Dla przedstawicieli branży samochodowej jest kilka przyczyn. — Niepewność co do wysokości opodatkowania oleju napędowego ma duży wpływ na wielkość zakupów — wyjaśnia Thierry Archambault z organizacji zagranicznych producentów CSIAM. Odroczenie przez rząd do 2015 r. planu podwyższenia akcyzy nie wystarczyło do przekonania chętnych do kupowania samochodów „na ropę".
Najbardziej jest to widoczne w segmencie małych pojazdów. — Sprzedaż nowego Peugeota 208 z silnikiem Diesla zmalała do 67 proc., podczas gdy poprzedni model 207 osiągnął 81 proc. — stwierdza rzecznik producenta.
Dla takich samochodów rachunek ekonomiczny staje się coraz mniej korzystny. — Wcześniej mieliśmy do czynienia z tendencją kupowania aut z silnikami Hdi, dziś proponujemy raczej silniki benzynowe klientom, którzy deklarując, że nie przejadą więcej niż 15 tys. km w ciągu roku — przyznaje przedstawiciel salonu w regionie paryskim.

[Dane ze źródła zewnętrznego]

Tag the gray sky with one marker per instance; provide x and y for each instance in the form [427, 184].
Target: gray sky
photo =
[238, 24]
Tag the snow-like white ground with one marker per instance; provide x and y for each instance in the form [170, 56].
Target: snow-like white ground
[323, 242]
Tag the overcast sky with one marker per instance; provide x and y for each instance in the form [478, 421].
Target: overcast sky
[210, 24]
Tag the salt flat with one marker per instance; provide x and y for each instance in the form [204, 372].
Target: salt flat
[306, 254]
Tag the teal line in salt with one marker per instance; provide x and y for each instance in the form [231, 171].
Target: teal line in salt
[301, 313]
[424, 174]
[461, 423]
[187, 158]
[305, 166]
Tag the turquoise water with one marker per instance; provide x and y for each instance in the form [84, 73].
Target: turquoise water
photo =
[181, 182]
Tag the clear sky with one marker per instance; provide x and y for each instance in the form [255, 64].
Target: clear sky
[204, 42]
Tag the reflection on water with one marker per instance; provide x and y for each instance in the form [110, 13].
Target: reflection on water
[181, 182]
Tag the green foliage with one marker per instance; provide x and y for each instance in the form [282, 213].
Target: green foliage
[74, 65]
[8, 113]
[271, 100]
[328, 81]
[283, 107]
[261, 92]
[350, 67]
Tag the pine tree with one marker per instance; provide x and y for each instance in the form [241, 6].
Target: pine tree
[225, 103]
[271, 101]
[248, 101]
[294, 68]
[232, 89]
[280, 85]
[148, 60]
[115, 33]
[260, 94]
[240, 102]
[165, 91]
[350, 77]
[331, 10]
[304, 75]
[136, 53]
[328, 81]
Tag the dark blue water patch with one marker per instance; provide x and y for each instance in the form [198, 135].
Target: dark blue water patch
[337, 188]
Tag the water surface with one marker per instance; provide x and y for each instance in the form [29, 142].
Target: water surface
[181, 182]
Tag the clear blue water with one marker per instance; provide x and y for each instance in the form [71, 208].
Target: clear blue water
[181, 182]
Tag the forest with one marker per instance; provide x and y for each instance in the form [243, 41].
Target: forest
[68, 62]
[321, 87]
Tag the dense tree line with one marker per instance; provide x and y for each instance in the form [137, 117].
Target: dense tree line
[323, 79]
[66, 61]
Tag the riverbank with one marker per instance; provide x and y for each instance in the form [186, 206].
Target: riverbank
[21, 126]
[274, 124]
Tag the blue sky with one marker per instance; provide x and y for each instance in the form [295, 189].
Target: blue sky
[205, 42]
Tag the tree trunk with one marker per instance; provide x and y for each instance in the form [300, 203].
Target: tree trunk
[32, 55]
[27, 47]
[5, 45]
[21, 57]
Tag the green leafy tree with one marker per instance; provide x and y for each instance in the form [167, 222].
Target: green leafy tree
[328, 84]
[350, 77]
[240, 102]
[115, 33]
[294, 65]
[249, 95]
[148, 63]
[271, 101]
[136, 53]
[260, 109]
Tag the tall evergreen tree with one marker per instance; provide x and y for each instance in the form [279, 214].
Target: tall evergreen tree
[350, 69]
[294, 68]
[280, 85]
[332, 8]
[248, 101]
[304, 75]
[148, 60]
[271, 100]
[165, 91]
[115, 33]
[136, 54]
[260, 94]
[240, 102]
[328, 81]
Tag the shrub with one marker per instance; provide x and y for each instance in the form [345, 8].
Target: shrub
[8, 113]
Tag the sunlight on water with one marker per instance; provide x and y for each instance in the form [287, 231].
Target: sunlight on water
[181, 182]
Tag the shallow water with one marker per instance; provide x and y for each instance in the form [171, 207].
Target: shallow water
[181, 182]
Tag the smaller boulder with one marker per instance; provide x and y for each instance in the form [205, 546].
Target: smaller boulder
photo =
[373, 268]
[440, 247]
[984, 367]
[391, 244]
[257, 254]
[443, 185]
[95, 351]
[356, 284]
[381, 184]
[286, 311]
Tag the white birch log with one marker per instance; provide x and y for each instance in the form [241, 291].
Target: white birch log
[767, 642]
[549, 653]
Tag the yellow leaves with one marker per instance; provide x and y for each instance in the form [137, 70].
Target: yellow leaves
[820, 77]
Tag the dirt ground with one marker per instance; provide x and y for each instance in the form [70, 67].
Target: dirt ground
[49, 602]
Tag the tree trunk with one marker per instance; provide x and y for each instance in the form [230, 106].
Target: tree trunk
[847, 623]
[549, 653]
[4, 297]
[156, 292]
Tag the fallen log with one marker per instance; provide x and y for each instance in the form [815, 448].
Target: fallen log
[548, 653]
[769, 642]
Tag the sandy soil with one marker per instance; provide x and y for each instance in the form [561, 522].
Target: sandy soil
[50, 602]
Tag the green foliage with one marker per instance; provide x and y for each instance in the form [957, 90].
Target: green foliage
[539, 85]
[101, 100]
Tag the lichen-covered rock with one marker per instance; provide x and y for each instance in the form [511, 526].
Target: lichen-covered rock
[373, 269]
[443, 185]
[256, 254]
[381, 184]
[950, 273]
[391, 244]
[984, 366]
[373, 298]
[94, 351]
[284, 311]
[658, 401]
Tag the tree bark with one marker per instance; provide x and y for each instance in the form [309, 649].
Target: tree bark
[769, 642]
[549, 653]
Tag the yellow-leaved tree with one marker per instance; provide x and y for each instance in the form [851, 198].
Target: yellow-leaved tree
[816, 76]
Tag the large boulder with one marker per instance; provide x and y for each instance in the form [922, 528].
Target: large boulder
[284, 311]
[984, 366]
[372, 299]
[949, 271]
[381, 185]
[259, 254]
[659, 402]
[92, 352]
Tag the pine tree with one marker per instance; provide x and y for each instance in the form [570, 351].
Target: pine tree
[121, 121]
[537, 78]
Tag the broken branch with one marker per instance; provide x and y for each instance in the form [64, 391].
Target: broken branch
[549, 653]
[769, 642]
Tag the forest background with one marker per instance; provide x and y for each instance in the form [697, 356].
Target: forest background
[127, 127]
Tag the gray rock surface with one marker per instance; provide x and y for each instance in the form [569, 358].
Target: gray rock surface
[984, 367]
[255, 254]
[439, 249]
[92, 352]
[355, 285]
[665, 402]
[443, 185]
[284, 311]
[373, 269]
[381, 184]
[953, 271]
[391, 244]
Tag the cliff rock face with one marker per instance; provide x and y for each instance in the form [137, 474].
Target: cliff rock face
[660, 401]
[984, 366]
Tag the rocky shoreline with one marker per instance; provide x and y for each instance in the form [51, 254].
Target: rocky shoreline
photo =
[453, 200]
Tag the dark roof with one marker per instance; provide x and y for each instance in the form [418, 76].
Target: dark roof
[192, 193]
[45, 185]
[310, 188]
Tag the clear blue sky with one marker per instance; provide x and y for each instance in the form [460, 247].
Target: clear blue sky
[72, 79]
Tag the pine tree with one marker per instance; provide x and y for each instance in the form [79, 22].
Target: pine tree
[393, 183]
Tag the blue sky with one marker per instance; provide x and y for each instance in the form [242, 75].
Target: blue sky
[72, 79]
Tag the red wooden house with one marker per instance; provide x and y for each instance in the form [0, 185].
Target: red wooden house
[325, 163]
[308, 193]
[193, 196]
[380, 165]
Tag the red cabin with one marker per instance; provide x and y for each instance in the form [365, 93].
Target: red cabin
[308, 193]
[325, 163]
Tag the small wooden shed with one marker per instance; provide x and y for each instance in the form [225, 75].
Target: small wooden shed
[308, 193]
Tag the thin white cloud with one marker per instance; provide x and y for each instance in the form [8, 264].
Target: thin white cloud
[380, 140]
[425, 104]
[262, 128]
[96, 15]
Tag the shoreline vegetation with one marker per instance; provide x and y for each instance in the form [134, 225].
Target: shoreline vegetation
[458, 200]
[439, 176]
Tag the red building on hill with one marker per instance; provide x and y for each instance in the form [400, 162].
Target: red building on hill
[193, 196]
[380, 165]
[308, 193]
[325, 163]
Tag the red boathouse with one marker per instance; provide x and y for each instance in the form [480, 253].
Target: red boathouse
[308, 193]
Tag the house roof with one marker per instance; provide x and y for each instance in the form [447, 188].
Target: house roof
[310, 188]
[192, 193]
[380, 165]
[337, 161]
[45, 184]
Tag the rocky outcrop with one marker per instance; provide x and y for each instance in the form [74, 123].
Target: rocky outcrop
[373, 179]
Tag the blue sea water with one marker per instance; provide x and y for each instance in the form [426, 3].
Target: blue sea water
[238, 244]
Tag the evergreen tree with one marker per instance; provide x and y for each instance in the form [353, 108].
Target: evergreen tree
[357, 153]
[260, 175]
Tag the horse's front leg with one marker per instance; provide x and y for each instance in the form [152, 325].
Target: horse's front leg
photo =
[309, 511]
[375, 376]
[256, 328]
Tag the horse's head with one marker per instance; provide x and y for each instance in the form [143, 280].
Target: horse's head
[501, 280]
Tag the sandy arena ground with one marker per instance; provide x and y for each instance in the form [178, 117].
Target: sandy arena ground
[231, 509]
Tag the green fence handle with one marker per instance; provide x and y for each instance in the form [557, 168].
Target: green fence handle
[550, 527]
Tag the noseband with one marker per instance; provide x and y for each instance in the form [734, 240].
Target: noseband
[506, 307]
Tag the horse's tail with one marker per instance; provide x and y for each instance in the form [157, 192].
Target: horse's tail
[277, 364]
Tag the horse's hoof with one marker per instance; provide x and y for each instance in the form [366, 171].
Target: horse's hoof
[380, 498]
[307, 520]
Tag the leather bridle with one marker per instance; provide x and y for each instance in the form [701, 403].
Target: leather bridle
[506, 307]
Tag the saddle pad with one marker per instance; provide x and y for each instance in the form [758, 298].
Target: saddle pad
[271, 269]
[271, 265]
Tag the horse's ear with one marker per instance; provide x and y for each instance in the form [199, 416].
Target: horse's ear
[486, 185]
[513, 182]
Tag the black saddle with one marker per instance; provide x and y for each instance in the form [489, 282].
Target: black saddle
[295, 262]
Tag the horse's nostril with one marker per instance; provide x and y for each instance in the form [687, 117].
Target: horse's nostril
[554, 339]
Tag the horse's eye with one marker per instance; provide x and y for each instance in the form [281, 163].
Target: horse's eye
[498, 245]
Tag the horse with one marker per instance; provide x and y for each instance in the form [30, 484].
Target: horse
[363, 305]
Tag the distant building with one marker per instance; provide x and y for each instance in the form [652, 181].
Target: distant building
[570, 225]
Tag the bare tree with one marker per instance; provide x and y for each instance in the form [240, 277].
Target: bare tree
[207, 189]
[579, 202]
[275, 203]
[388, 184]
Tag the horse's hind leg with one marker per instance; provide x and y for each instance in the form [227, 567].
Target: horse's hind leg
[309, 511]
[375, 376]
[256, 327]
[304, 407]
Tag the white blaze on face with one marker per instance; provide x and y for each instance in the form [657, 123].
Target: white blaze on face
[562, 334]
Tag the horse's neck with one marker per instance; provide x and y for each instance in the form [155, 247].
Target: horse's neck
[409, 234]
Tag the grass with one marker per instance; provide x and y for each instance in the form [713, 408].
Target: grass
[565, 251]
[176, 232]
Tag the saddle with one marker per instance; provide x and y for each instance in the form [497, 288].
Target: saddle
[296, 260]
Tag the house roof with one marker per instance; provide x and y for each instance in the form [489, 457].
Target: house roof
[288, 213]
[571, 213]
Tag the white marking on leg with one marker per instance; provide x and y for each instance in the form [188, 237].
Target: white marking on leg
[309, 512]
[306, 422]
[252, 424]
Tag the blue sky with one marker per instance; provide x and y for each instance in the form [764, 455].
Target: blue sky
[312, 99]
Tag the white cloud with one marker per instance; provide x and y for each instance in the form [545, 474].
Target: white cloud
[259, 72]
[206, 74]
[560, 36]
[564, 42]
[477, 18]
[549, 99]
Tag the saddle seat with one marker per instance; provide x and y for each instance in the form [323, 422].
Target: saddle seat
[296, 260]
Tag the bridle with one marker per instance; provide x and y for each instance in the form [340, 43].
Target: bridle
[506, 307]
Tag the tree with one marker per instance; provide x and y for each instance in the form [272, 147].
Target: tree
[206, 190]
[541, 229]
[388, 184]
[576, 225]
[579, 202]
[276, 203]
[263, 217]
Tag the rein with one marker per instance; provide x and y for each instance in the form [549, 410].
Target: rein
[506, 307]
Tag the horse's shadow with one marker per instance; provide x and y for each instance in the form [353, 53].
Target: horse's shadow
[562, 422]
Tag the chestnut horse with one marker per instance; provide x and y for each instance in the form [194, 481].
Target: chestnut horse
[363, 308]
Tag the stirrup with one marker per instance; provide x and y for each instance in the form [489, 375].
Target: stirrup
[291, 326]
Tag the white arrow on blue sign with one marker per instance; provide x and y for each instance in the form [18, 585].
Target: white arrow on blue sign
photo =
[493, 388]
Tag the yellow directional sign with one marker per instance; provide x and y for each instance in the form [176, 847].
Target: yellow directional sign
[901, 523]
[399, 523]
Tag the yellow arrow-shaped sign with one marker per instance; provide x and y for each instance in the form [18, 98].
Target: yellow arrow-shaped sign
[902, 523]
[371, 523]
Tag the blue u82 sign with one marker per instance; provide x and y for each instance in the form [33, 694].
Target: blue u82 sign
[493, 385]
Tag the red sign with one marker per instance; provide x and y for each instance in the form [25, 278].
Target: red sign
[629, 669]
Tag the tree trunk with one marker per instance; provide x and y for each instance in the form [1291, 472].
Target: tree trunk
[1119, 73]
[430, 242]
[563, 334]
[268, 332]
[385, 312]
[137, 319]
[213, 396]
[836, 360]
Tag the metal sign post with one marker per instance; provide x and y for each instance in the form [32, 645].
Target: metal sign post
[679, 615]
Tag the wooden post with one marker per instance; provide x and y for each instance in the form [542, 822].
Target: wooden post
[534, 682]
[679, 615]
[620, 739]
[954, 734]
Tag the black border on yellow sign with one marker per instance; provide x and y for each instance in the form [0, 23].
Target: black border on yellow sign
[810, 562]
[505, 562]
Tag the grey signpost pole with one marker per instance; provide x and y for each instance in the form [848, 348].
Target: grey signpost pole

Wynika to z tego, że skończyły się na dobre czasy, gdy auta na olej napędowy były bliskie w cenie pojazdów benzynowych — dodaje prezes Forda we Francji, Jean-Luc Gérard. Przez wiele lat firmy samochodowe starały się nie przerzucać na klienta wyższych kosztów produkcji samochodów wysokoprężnych. Teraz już tak nie jest, bo dodatkowo „jakość silników benzynowych bardzo zbliżyła się do dieslowskich" — mówią w Renaulcie.